I prefer a different question: who should be the next great libertarian economist? My vote is for Tyler Cowen as well.

Snark writes:

Free-market enthusiasts might look favorably towards Becker or Feldstein to fill Friedman's shoes, but the heir-apparent, it seems to me, would have to be Sowell.

robby writes:

What about Richard Posner? I know he isn't an academic economist but he is fairly well respected and well known.

Kevin Nowell writes:

David Friedman.

Mic writes:

No way it's David. Maybe Tovar.

B.S. writes:

I would hope Friedman's influence only grows after his death. A mind like Friedman's is vary rare, and most only copy his arguments. The next Friedman will be someone who can communicate these ideas effectively to the common folk. Mankiw does well in his textbooks, but is sitting pretty in the ivory tower. Stossel does well but is seen as arrogant. We need a sort of teacher to explain economics and free markets in terms lay people can understand. Bloggers are in a unique position to fill this vacancy...

Working_Stiff writes:

Check out Steve Conover at his site The Skeptical Optimist.
http://www.optimist123.com/optimist/

Specifically his Money Series and his take on the deficit.

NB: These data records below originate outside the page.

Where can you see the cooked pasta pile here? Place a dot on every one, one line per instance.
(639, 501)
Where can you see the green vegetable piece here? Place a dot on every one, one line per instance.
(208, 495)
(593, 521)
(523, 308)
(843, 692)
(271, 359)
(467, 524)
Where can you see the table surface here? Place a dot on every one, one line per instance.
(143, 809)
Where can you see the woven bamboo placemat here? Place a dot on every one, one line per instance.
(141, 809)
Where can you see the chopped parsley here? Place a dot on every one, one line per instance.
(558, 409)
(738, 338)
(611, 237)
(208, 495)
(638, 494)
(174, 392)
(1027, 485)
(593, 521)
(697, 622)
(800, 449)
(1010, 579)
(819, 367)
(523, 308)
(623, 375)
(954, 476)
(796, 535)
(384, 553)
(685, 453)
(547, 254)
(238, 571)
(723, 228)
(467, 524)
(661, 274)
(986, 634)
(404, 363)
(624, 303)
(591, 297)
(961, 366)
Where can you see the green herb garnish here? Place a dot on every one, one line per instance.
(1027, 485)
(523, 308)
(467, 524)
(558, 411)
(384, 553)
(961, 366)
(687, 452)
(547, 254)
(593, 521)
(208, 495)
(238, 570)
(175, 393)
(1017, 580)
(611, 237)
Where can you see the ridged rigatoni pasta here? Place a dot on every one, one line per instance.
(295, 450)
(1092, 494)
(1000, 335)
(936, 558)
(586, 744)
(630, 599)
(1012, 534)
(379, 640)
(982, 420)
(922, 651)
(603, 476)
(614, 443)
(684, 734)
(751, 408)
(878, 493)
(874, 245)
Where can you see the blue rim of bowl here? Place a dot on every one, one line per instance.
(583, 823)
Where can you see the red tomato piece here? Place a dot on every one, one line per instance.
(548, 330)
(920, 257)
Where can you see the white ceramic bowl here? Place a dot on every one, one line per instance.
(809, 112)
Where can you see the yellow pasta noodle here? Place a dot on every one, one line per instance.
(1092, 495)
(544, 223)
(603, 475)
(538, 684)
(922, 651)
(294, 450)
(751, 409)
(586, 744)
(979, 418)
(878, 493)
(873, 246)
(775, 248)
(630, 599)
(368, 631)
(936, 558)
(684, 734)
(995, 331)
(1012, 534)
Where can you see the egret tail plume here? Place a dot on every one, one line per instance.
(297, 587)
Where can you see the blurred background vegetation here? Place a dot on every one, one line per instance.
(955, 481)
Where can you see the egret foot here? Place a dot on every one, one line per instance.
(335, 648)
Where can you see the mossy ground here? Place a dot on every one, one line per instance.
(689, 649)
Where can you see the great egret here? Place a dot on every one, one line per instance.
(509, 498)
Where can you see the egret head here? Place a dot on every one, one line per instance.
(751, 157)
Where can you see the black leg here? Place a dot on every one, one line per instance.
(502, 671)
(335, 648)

The Best Debt Clock in the world and an excellent data source as well.

Don writes:

I agree with "no one". If you took all the suggestions here like Cowen, Williams, Sowell, etc and put them together you might get to Friedman's level.

That said, carrying the mantle of Friedman is one thing, but repeating his feat of overturning prevailing orthodoxy and establishing what is today considered radical is another. I can think of only one economist who has the potential to do this, and that is Hernando de Soto. The major economic challenge today is bringing prosperity to the under-developed world and the prevailing orthodoxy today for global development is embodied by Jeff Sachs. de Soto is the antidote for Sachs in the same way that Freidman was the antodote for Galbraith.

David Hogberg writes:

Come on you guys, the answer is easy: Arnold Kling. Leave it to you econ types to overlook the obvious!

Barkley Rosser writes:

Free market economist? Heck, I know of some recent George Mason grad students (I shall not name names) who are reputed to have called Friedman a "communist" because he supported the existence of a central bank to control the money supply rather than free banking!